試合前の予想を覆すサッリの決断には、『ダゾーン・イタリア』の解説陣も驚きを隠せない。スタメンが発表されると、ピッチリポーターのフェデリカ・ジッレ記者は「中盤でビッグニュースがある」と強調。「(ニコロ)ロヴェッラや(マテオ)ゲンドゥージと一緒にプレーするのはカマダだ。インテル戦の左IHにルイス・アルベルトはおらず、ベンチスタートになる」と告げた。
ステファノ・ボルギ記者も、ルイス・アルベルトに代えて鎌田を起用したサッリの選択に見解を示した。
「なかなかの衝撃だ。
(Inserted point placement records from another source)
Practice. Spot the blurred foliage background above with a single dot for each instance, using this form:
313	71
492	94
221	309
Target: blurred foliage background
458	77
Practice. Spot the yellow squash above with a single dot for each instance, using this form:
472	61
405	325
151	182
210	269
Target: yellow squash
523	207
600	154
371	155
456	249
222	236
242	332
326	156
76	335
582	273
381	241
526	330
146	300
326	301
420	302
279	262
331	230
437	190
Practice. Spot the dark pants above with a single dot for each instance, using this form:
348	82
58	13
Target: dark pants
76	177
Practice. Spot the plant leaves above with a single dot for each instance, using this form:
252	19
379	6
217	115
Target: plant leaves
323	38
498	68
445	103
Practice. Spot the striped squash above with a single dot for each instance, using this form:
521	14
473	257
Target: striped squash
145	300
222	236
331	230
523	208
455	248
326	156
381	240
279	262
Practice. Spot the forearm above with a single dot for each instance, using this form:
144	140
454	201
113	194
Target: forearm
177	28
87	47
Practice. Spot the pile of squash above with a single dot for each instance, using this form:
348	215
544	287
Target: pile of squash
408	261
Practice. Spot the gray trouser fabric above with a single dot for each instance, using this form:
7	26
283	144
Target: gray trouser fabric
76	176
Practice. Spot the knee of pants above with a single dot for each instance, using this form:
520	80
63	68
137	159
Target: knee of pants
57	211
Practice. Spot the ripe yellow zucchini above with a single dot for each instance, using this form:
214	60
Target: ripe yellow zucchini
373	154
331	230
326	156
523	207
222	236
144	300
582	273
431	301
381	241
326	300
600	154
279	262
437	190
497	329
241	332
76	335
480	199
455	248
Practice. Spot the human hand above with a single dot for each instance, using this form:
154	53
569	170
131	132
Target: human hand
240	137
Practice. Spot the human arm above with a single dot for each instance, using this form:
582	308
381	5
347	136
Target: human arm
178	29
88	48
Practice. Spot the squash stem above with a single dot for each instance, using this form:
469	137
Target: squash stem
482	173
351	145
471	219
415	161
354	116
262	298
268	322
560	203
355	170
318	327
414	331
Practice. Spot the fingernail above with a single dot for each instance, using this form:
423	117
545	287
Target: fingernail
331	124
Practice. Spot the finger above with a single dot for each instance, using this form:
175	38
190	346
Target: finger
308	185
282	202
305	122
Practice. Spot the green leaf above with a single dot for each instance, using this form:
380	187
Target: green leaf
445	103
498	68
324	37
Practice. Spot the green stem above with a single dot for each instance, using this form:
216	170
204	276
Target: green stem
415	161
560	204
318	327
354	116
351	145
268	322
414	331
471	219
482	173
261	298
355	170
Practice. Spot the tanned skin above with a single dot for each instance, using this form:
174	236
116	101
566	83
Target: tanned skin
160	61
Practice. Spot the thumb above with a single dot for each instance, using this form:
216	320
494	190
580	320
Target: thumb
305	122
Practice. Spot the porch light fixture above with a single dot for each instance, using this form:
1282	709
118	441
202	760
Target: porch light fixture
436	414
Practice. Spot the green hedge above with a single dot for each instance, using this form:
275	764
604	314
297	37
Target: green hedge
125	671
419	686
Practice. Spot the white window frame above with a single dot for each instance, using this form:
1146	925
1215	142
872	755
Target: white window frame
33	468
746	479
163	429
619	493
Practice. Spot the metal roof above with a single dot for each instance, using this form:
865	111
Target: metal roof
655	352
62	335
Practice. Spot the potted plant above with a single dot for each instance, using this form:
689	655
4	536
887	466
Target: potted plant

ルイス・アルベルトは、(セルゲイ)ミリンコヴィッチ=サヴィッチが抜けたラツィオの中盤において継続性を示す存在であり、唯一無二の学長のような存在だ。確かにルイス・アルベルトのコンディションに関する懸念は理解できる」
「一方でカマダのポジションに関しても議論する必要はある。これまでのところ、彼はほとんど実力を披露できていない。ルイス・アルベルトの地盤である左IHでは良いプレーを見せたことがあるが、今日はそのエリアでのプレーになる」
「またサッリは、首位との決定的な一戦において、完全に新選手で構成された中盤で挑むことにも注目したい。今夏の補強の評判はあまりよくなかっただけに、重要なメッセージと言える」
(C)Getty images
鎌田を抜てきしたサッリの意図は?
インテルOBのボルハ・バレロ氏は、デンゼル・ドゥンフリースが不在のインテルの右サイドに目を向けると、インテル右CBヤン・アウレル・ビセックと、マッチアップすることになるマッティア・ザッカーニや鎌田らのエリアを注目ポイントに挙げた。
「インテルがどのように右サイドを固めていくのだろうか。ザッカーニは、サイドに張っていることが多く、そこへカマダが上手く飛び出すとなると、ビセックはしっかりと守備の読みをしなければならない。このエリアの見どころが多くなるはずだ」
ボルギ記者も、スペイン人MFに代わって先発した鎌田とビセックのマッチアップに言及しつつ、サッリの意図を読み解いた。
「ビセックとカマダの間で通常とは異なる戦いがみられるはずだ。ビセックはフィジカルのクオリティを持ち、技術面も改善されたが、純粋な守備という点に関してまだまだ成長しなければならない。カマダはレジスタタイプではなく、ルイス・アルベルトと比較すると、より飛び出しを特徴とする選手だ」
「この采配には、前線の(チーロ)インモービレをサポートするという意味合いもあるように思う。カマダが1トップの位置に飛び出す場面も出てくるだろう。こうした点で通常とは異なる動きがあるのではないか」
『ダゾーン・イタリア』の中継で解説を務めた元インテル指揮官のアンドレア・ストラマッチョーニ氏も、「サッリがルイス・アルベルトをスタメンから外すという重要な技術的決断を下したことは目を引くものだ」と鎌田を先発に抜てきしたことに驚きを示した。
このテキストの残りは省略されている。